Entre los factores que dificultan la elaboración de un escrito, me parece especialmente interesante el bloqueo del escritor al comienzo. Me refiero al escritor, pero es un elemento presente en todas las actividades creativas. Y aventuro que también está en aquellas situaciones que inauguran la posición que tratará de sostener el sujeto en su vida. El escritor es tomado aquí, por tanto, más como ejemplo que como modelo.
Escribir el inicio de un texto, cualquiera que sea el género al que esté adscrito e independientemente de su extensión, a veces nos intimida con una responsabilidad especial; casi, diría, tiene una inercia negativa que nos dificulta arrancar. Esta dificultad no es más que una señal de la importancia que puede tener para nosotros el inicio de una situación que ya no será cualquiera, porque estará impregnada del misterio de lo iniciático. Tras sensaciones como la “falta de ocurrencias”, puede estar incidiendo una ambición desmedida por lograr unas primeras líneas que no sólo atrapen el interés del futuro lector sino que también resulten memorables. O un temor al agotamiento creativo, que es otra forma de incidencia de la esterilidad neurótica.
Sabemos –está en el tesoro de la cultura popular– de la importancia del principio; un buen comienzo protege de posibles infortunios, nos tranquiliza.

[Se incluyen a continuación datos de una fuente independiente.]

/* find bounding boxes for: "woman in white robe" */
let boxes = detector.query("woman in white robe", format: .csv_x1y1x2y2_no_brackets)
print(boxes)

El temido perjuicio de un inicio desafortunado puede devenir en una inhibición prejuiciosa. Pero en este punto exacto es donde conviene dar la solución, por otro lado muy conocida, de comenzar a producir.
Un escrito no tiene que someterse al rigor temporal, lógico y causal que a nosotros nos impone la existencia. Al escrito hay que dejarlo estar en su propia atemporalidad hasta que tome existencia como obra. Hay que hacerlo crecer en su propio útero, en la lógica fragmentaria que le puede ser propia.
Y sobre todo, tenemos que saber que la obra creativa puede poner al autor ante el drama subjetivo que inauguró su propia posición en el mundo. Y que justo ahí es donde no debe confundir las realidades en juego.